I love to bake. To me it’s a relaxing way to show my love to others. Usually, I am a fairly decent baker. Last week though, I was tired and a bit distracted when I tried to make a batch of cranberry scones. I grabbed the bread flour instead of the normal self-rising flour I use in that recipe. I didn’t realize my mistake until too late, but decided to bake them anyway. Let’s just say the scones which are normally light and fluffy looked and tasted more like bricks. The absence of the leaven or rising agent made a huge difference!
There is a great scripture you can use while baking bread with your kids that can teach them a lot about the ability they will have to hide their sins.
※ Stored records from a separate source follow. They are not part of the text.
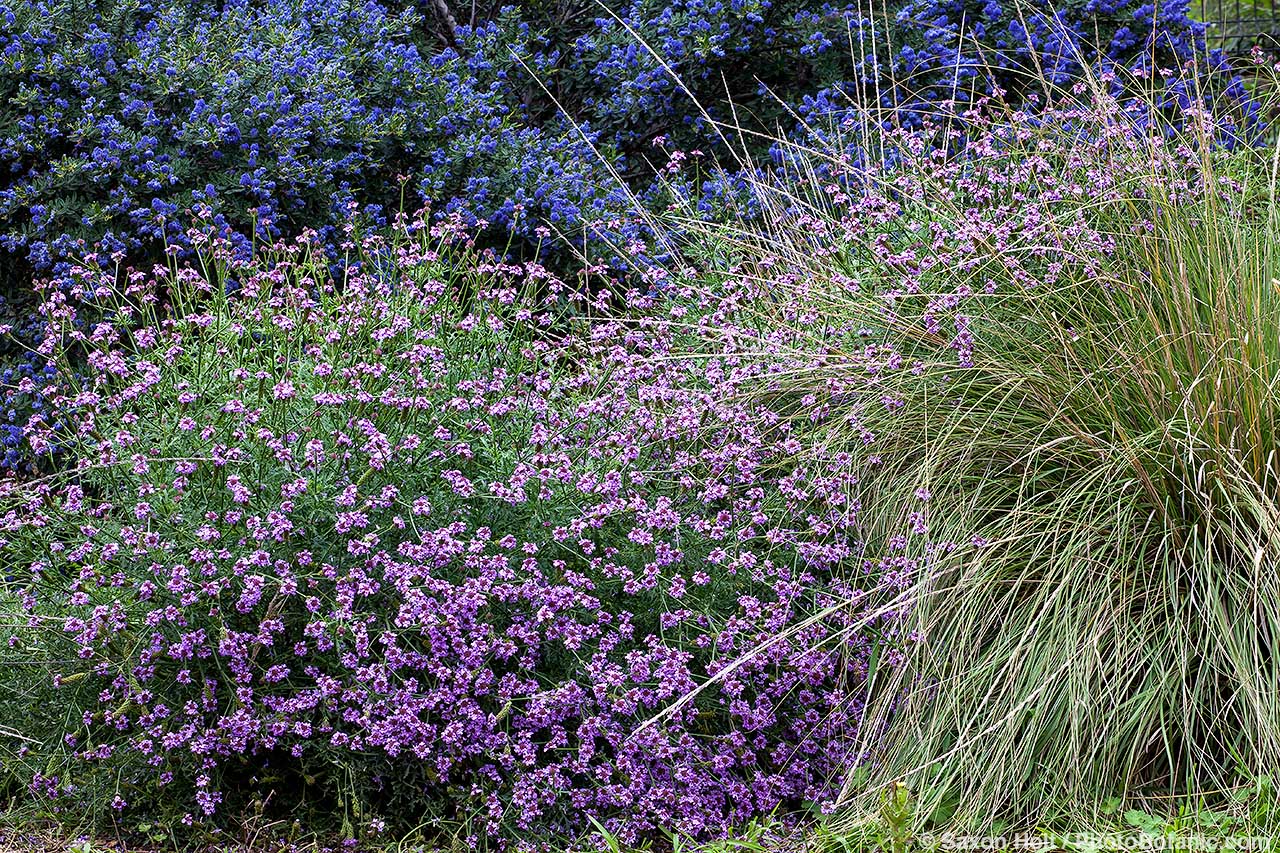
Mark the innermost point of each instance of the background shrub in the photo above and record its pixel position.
(1072, 324)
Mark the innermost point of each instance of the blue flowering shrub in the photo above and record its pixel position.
(275, 115)
(440, 546)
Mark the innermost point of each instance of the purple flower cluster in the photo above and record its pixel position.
(425, 523)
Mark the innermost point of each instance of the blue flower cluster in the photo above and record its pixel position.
(275, 114)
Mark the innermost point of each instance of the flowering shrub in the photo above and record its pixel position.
(435, 529)
(277, 113)
(273, 114)
(1072, 323)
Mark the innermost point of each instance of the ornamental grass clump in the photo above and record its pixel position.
(1072, 325)
(443, 544)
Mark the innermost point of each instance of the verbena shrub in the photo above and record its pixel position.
(443, 543)
(1073, 328)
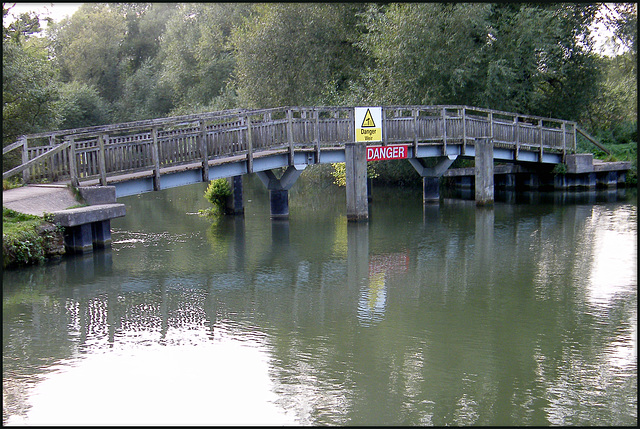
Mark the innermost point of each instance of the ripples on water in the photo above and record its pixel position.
(524, 314)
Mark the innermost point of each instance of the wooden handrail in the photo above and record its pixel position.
(592, 140)
(254, 125)
(35, 160)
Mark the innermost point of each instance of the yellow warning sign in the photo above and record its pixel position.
(368, 120)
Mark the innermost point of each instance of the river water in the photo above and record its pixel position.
(520, 314)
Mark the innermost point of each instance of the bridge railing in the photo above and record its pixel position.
(102, 151)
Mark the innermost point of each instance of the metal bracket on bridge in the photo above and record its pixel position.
(285, 182)
(443, 163)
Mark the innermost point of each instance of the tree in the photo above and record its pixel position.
(28, 86)
(80, 105)
(295, 54)
(196, 58)
(87, 48)
(518, 57)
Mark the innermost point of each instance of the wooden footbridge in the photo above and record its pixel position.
(156, 154)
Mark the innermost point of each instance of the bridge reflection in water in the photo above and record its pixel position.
(336, 336)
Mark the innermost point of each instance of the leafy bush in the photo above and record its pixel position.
(217, 193)
(22, 244)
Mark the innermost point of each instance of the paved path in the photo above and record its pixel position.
(38, 199)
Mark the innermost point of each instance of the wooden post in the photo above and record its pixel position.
(491, 126)
(101, 160)
(316, 135)
(249, 146)
(484, 172)
(290, 134)
(356, 178)
(25, 158)
(444, 131)
(73, 169)
(54, 159)
(155, 152)
(414, 113)
(464, 131)
(517, 139)
(204, 154)
(564, 140)
(541, 139)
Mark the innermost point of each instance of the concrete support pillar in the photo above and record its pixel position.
(430, 189)
(510, 181)
(279, 203)
(235, 205)
(607, 179)
(101, 232)
(79, 239)
(560, 182)
(622, 178)
(279, 189)
(356, 178)
(465, 182)
(431, 176)
(531, 181)
(484, 172)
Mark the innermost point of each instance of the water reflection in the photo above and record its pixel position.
(520, 314)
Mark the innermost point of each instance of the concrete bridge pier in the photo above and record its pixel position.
(431, 176)
(279, 189)
(484, 172)
(355, 155)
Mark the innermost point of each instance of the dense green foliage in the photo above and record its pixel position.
(113, 62)
(217, 193)
(22, 241)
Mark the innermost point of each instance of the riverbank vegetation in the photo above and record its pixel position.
(217, 193)
(116, 62)
(28, 239)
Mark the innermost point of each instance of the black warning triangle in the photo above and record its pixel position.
(368, 120)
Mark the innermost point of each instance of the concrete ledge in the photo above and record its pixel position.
(579, 163)
(90, 214)
(600, 166)
(93, 195)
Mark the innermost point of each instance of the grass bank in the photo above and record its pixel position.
(28, 239)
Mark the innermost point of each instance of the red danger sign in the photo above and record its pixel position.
(381, 153)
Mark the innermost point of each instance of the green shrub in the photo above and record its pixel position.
(22, 243)
(217, 193)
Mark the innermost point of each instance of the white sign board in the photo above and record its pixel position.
(368, 124)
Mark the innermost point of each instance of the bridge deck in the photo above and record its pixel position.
(112, 153)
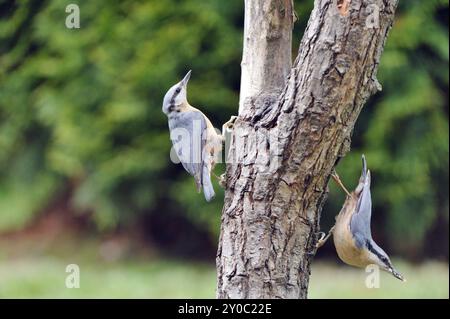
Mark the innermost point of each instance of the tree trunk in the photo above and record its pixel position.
(293, 125)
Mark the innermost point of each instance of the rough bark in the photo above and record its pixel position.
(289, 135)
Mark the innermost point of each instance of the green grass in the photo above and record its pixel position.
(44, 277)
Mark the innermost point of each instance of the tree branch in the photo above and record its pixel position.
(283, 152)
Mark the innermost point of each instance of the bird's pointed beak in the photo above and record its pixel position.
(396, 274)
(186, 78)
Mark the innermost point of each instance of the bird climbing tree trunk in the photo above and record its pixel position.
(295, 122)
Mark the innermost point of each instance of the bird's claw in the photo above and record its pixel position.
(321, 240)
(223, 180)
(228, 126)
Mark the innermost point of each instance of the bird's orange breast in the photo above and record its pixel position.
(343, 239)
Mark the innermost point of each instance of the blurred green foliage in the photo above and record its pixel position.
(80, 111)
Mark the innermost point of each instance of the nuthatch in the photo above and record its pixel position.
(352, 234)
(194, 138)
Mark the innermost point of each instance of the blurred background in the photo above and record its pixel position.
(85, 173)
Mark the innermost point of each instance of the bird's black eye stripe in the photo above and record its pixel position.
(374, 251)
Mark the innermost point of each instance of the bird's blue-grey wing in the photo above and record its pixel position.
(187, 132)
(360, 222)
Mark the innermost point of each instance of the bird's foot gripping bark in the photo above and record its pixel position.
(228, 126)
(223, 180)
(337, 179)
(323, 238)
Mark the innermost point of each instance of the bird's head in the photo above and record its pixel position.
(176, 96)
(378, 257)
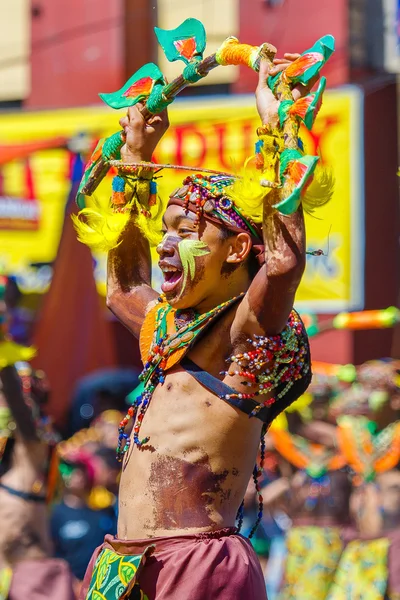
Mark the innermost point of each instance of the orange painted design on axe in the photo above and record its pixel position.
(186, 48)
(299, 66)
(143, 86)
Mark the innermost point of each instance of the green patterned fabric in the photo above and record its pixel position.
(115, 576)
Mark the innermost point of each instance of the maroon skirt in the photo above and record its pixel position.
(220, 565)
(38, 579)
Find a simple bread recipe that calls for yeast (fast-rising yeast is the best if you can find it). Have your kids watch as the little granules of yeast foam when added to warm water or milk and sugar.
Mix the other ingredients and ask your kids if they can see the yeast. How will someone just walking in the room know whether or not the bread dough includes yeast? For very young children, you can even make a game of trying to “hide” the yeast in the dough so no one can find it. Have your kids find a way to mark where the dough reaches in the bowl where you place it to rise (Don’t tell your kids about how it will rise). Cover it and place the bowl in a warm place.
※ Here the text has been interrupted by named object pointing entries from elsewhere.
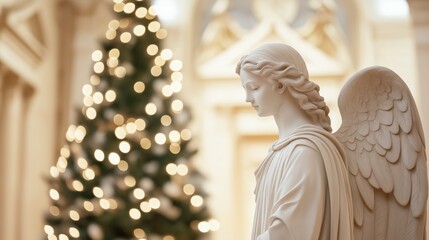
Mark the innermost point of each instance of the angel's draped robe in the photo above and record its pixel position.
(302, 189)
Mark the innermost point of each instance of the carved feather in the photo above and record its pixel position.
(383, 138)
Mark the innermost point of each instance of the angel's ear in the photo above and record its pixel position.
(280, 88)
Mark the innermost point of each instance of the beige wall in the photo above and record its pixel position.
(28, 59)
(30, 92)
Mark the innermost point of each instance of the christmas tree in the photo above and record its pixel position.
(125, 170)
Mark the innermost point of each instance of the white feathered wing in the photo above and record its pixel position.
(383, 138)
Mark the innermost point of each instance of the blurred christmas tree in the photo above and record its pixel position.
(125, 171)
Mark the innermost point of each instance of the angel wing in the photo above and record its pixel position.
(383, 138)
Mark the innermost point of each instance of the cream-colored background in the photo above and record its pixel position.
(45, 58)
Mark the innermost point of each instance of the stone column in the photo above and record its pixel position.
(11, 155)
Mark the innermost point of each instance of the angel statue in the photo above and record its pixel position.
(366, 181)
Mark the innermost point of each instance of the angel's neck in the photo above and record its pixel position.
(288, 121)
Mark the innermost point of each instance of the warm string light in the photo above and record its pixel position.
(93, 97)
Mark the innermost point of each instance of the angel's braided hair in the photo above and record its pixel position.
(282, 66)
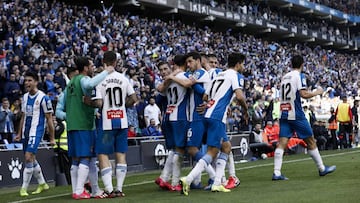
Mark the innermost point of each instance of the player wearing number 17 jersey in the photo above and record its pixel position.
(293, 87)
(113, 95)
(219, 95)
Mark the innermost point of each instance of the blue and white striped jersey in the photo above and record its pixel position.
(290, 100)
(177, 99)
(197, 91)
(113, 90)
(221, 93)
(35, 107)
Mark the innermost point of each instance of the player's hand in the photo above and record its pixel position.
(17, 138)
(52, 142)
(201, 108)
(109, 69)
(319, 90)
(87, 100)
(246, 117)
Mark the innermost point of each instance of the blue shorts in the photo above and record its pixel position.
(195, 133)
(31, 144)
(178, 130)
(169, 138)
(81, 143)
(301, 127)
(110, 141)
(216, 131)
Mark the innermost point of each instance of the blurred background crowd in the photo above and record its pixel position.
(45, 36)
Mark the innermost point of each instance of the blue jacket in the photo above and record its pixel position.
(3, 115)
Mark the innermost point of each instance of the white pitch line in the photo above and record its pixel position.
(147, 182)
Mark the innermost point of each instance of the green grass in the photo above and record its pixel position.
(304, 185)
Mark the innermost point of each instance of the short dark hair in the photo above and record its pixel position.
(296, 61)
(162, 63)
(81, 62)
(109, 57)
(235, 58)
(32, 74)
(193, 54)
(179, 60)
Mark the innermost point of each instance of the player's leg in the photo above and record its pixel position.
(37, 169)
(121, 148)
(195, 137)
(164, 177)
(27, 173)
(74, 161)
(105, 146)
(303, 130)
(285, 134)
(84, 144)
(179, 130)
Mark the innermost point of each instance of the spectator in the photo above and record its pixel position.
(152, 129)
(152, 111)
(6, 122)
(12, 89)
After letting it rise for a couple of hours, go back and have your children see how tall the bread has risen. (Note: If you forget and leave it rising too long it will rise and then fall again!) Explain to them that anyone who understands about baking will know the bread dough contains yeast even if they didn’t see you add it to the dough and they can’t see the granules of yeast in the dough.
While your bread is baking, read Luke 12:1-3 to your children. Ask them what they think it means. Explain that sometimes when people sin, they think if they hide the sin from other people and/or God it will be as if they didn’t sin. Help them understand their sins are like the yeast (leaven) in your bread dough. Even if they can somehow hide their sin from other people, God is like an experienced baker. Just like the baker can tell your dough has been made with yeast, God can see their hearts and know they have sinned. Take a few more minutes and explain that God wants them to repent and ask Him to forgive them when they sin.
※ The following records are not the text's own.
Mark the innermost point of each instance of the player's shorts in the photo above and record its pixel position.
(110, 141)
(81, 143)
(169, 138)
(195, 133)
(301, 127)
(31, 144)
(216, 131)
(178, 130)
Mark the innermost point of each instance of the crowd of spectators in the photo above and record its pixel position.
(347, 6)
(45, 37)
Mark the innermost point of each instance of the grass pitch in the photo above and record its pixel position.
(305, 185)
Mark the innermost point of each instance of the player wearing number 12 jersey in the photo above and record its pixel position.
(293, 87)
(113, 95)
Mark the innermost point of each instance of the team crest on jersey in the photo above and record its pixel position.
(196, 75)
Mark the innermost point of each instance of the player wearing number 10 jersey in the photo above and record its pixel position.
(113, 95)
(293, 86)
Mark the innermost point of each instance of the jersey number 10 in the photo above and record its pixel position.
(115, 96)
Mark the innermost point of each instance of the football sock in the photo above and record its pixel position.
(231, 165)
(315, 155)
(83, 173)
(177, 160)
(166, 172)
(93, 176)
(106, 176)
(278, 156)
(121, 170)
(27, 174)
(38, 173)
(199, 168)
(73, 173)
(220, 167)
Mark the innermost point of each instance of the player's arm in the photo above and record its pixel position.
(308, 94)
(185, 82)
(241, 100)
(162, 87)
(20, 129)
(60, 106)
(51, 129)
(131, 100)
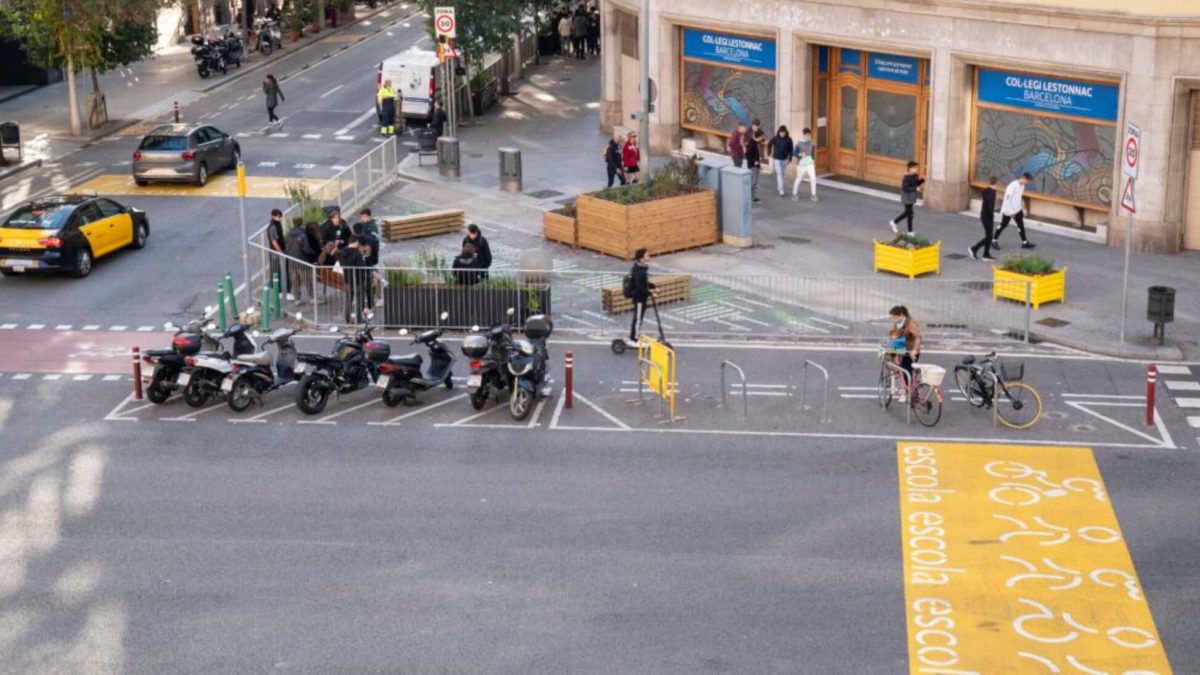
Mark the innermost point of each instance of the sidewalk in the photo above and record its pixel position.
(147, 90)
(555, 120)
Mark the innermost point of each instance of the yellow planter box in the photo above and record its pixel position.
(910, 263)
(1045, 288)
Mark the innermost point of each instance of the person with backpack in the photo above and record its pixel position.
(637, 287)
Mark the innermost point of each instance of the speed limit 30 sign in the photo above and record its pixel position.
(444, 23)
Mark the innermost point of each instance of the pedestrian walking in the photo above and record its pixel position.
(630, 156)
(988, 217)
(780, 148)
(387, 100)
(612, 159)
(580, 34)
(274, 97)
(910, 187)
(299, 251)
(640, 291)
(805, 166)
(754, 162)
(737, 144)
(1013, 209)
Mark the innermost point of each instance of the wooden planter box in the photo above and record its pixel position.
(1045, 288)
(661, 226)
(906, 262)
(420, 306)
(557, 227)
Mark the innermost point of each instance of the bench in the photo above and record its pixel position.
(671, 287)
(430, 223)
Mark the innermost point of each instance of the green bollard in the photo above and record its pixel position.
(229, 296)
(277, 296)
(221, 315)
(265, 320)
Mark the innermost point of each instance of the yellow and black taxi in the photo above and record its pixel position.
(67, 233)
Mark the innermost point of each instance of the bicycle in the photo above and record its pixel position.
(923, 389)
(1019, 405)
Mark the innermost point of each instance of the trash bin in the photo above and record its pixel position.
(427, 138)
(448, 156)
(510, 169)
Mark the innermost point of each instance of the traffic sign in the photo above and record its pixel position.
(1127, 201)
(1132, 151)
(444, 22)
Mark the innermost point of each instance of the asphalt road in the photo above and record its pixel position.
(169, 539)
(328, 124)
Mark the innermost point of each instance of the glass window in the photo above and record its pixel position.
(891, 125)
(847, 136)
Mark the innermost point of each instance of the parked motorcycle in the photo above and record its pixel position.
(255, 375)
(489, 353)
(401, 378)
(343, 371)
(528, 360)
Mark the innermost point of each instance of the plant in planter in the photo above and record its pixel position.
(1031, 279)
(909, 256)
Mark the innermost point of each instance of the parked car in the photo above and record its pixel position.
(67, 233)
(184, 153)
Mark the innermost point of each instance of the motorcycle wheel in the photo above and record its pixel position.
(521, 404)
(243, 394)
(195, 395)
(311, 399)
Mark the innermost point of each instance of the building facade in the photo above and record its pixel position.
(967, 88)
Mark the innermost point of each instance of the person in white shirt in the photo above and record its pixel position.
(1013, 208)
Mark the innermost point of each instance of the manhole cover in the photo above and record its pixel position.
(1051, 322)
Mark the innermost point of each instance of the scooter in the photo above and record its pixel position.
(401, 378)
(255, 375)
(528, 359)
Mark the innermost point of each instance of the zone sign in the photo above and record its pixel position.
(444, 23)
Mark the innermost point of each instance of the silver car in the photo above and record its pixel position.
(184, 153)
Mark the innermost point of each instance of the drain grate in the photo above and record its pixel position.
(1051, 322)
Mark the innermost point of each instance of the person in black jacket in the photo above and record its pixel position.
(988, 217)
(641, 290)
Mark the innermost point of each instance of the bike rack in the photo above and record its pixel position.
(745, 395)
(804, 389)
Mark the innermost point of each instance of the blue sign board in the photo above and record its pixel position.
(729, 49)
(1050, 94)
(893, 67)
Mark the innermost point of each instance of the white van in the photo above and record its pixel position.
(413, 75)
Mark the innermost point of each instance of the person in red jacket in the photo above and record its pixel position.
(630, 156)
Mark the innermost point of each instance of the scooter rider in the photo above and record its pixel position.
(641, 290)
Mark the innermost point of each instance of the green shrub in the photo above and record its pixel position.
(1031, 264)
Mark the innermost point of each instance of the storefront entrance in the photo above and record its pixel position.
(871, 113)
While you are enjoying your hot, freshly baked bread, you can even make the lesson take a positive spin by reading Luke 13:20-21. Ask your kids to think of ways they can be the positive leaven of spreading the news about Jesus to the rest of the world. How can their “granules of yeast” leaven the world in a positive way?
Pull out those bread recipes and have fun helping your kids learn in a very concrete way some important godly concepts. It’s definitely worth the time and effort.